Molto spesso, nella nostra personale autobiografia, l’aspetto più importante non riguarda la verosimiglianza dei nostri ricordi con la realtà e non ha una grande importanza se il nostro racconto sia più o meno conforme ai fatti, così come sono realmente accaduti, ma riguarda ciò che ricordiamo di aver fatto, le motivazioni che ci hanno spinto ad agire, piuttosto che le azioni stesse; le situazioni nelle quali abbiamo scelto determinati comportamenti, piuttosto che i comportamenti stessi, cioè il “che cosa” abbiamo fatto; il tessuto relazionale sul quale abbiamo agito, piuttosto che il semplice rapporto con questa o con quella persona.
Il ricordo delle cose passate non è necessariamente il ricordo di come siano state effettivamente e la memoria cessa di essere un qualcosa per divenire un luogo, uno spazio che veicola nuovamente la realtà e, tramite essa, emozioni e sensazioni che non saranno mai identiche a se stesse. Nessuna autobiografia sarà mai realmente completa, ogni nuovo “capitolo”, infatti, apporterà delle modifiche a quelli precedenti e influenzerà quelli successivi.

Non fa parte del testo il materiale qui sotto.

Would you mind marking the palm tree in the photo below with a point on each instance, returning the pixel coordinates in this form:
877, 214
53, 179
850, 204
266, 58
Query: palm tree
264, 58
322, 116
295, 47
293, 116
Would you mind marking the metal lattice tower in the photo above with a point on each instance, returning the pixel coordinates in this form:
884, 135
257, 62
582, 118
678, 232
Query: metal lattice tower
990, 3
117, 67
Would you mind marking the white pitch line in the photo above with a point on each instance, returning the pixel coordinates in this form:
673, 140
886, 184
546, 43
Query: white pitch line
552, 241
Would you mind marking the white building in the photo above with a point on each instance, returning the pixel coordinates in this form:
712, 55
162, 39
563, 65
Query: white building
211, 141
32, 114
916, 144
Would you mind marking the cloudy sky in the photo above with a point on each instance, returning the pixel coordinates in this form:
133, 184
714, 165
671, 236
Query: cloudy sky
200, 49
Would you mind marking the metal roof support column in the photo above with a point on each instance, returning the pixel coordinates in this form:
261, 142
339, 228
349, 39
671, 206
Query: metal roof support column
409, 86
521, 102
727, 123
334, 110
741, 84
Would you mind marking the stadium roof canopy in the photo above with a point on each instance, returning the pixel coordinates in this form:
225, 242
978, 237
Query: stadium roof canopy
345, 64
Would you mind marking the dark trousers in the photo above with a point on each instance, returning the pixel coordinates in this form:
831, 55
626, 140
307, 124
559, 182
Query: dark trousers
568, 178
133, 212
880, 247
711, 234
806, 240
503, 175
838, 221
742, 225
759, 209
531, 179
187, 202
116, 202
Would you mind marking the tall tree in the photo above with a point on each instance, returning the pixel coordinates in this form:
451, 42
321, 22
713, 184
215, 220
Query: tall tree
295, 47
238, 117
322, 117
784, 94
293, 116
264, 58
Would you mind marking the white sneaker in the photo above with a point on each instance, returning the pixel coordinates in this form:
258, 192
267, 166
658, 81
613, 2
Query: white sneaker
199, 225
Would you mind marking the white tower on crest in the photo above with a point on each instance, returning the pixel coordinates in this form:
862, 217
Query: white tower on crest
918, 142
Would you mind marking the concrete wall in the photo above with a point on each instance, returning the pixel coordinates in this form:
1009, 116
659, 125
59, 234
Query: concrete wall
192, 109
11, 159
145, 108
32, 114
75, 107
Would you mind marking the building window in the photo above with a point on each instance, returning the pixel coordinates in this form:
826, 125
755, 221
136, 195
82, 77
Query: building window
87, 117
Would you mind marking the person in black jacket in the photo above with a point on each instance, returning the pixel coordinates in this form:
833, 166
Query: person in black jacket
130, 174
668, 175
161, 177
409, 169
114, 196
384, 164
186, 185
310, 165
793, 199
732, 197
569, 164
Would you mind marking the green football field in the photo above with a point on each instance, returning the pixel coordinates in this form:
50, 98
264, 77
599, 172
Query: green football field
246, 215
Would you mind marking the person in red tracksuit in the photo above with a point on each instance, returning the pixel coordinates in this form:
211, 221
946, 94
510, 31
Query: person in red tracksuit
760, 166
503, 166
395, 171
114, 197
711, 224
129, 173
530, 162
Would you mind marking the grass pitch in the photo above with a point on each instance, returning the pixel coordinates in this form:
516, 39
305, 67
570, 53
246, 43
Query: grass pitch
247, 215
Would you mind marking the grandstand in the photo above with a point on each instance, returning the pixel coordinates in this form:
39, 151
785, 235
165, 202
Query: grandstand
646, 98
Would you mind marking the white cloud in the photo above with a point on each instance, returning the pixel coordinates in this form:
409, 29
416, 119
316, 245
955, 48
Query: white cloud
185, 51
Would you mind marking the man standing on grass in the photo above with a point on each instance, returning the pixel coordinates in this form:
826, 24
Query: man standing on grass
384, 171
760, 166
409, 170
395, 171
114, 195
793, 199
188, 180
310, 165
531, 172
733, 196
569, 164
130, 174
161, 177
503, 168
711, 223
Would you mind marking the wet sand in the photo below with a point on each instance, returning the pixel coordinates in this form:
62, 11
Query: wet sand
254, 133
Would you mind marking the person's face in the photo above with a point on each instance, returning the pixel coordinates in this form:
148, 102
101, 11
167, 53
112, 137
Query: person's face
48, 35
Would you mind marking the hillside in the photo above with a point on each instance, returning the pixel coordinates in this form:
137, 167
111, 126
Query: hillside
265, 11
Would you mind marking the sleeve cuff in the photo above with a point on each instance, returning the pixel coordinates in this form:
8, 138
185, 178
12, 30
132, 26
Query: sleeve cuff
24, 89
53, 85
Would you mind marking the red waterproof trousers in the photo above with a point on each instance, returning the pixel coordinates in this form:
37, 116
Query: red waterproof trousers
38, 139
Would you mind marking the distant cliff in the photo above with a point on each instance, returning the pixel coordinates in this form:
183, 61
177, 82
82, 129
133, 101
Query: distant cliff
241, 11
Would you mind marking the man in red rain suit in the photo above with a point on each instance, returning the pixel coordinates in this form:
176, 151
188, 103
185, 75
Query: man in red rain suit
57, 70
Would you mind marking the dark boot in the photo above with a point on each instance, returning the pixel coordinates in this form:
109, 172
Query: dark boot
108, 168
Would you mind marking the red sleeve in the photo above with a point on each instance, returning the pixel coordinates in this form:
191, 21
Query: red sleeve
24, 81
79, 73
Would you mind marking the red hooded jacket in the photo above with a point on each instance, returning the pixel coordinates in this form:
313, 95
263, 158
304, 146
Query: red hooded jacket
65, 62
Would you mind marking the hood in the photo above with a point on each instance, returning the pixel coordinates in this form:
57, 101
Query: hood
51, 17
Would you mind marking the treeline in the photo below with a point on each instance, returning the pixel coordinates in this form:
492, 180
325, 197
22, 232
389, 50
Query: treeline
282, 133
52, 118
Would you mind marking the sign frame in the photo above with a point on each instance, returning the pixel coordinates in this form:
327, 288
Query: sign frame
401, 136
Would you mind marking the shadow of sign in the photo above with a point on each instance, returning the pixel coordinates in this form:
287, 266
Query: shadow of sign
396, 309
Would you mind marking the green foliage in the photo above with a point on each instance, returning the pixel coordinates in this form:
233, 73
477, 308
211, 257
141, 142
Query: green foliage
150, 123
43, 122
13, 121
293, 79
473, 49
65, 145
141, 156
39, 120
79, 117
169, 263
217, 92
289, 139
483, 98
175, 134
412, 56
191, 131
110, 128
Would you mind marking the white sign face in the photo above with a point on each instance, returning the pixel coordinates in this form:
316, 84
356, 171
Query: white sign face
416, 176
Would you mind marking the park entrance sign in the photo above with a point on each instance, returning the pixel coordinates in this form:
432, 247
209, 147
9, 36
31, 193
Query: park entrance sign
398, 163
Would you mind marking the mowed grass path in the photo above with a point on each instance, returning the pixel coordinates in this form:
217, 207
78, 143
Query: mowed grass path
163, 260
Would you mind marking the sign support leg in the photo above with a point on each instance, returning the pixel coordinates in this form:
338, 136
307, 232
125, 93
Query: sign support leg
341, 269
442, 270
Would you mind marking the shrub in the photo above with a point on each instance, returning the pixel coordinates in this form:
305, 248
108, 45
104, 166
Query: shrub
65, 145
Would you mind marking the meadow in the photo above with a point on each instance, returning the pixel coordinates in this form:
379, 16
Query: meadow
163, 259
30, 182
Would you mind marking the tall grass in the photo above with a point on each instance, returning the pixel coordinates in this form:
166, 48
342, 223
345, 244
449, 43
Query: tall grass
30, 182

È in questo che, con ogni probabilità, risiede il grande segreto dell’immaginazione. Essa non è altro che una forma di memoria modificata, dilatata e ri-adattata. Le possibilità che l’immaginazione apre al nostro personale racconto non sono aspetti completamente distaccati da ciò che noi recuperiamo dall’esperienza. Essa ri-trova informazioni dal mondo con il quale ha un rapporto diretto e bidirezionale: l’immaginazione recupera informazioni dalla realtà, crea nuove combinazioni e restituisce l’immagine modificata del mondo. Non deve spaventare il fatto che l’immaginazione, al contrario di altre nostre abilità cognitive, non possa essere considerata una vera e propria facoltà intellettiva. Essa, più che altro, simula e in un certo senso si “burla” di tutte le nostre facoltà superiori come la percezione, l’attenzione, la memoria e il ricordo senza per questo essere meno importante o meno produttiva per la nostra esistenza. La potenza dell’immaginazione è data dal fatto che essa è strettamente connessa alla memoria al punto che potremmo dire che è un aspetto della memoria e, come ci ricorda Stanley Cavell, «è una misera idea della fantasia quella che la considera un mondo a parte rispetto alla realtà, un mondo che mostra chiaramente la propria irrealtà. La fantasia è precisamente ciò con cui può essere confusa la realtà. È attraverso la fantasia che viene stabilito il valore della realtà. Rinunciare alle nostre fantasie sarebbe rinunciare al nostro contatto con il mondo»[1].
[1] S.Cavell, The World Viewed: Reflections on the Ontology of Film, Harvard University Press, Cambridge,1971, p.102 (trad).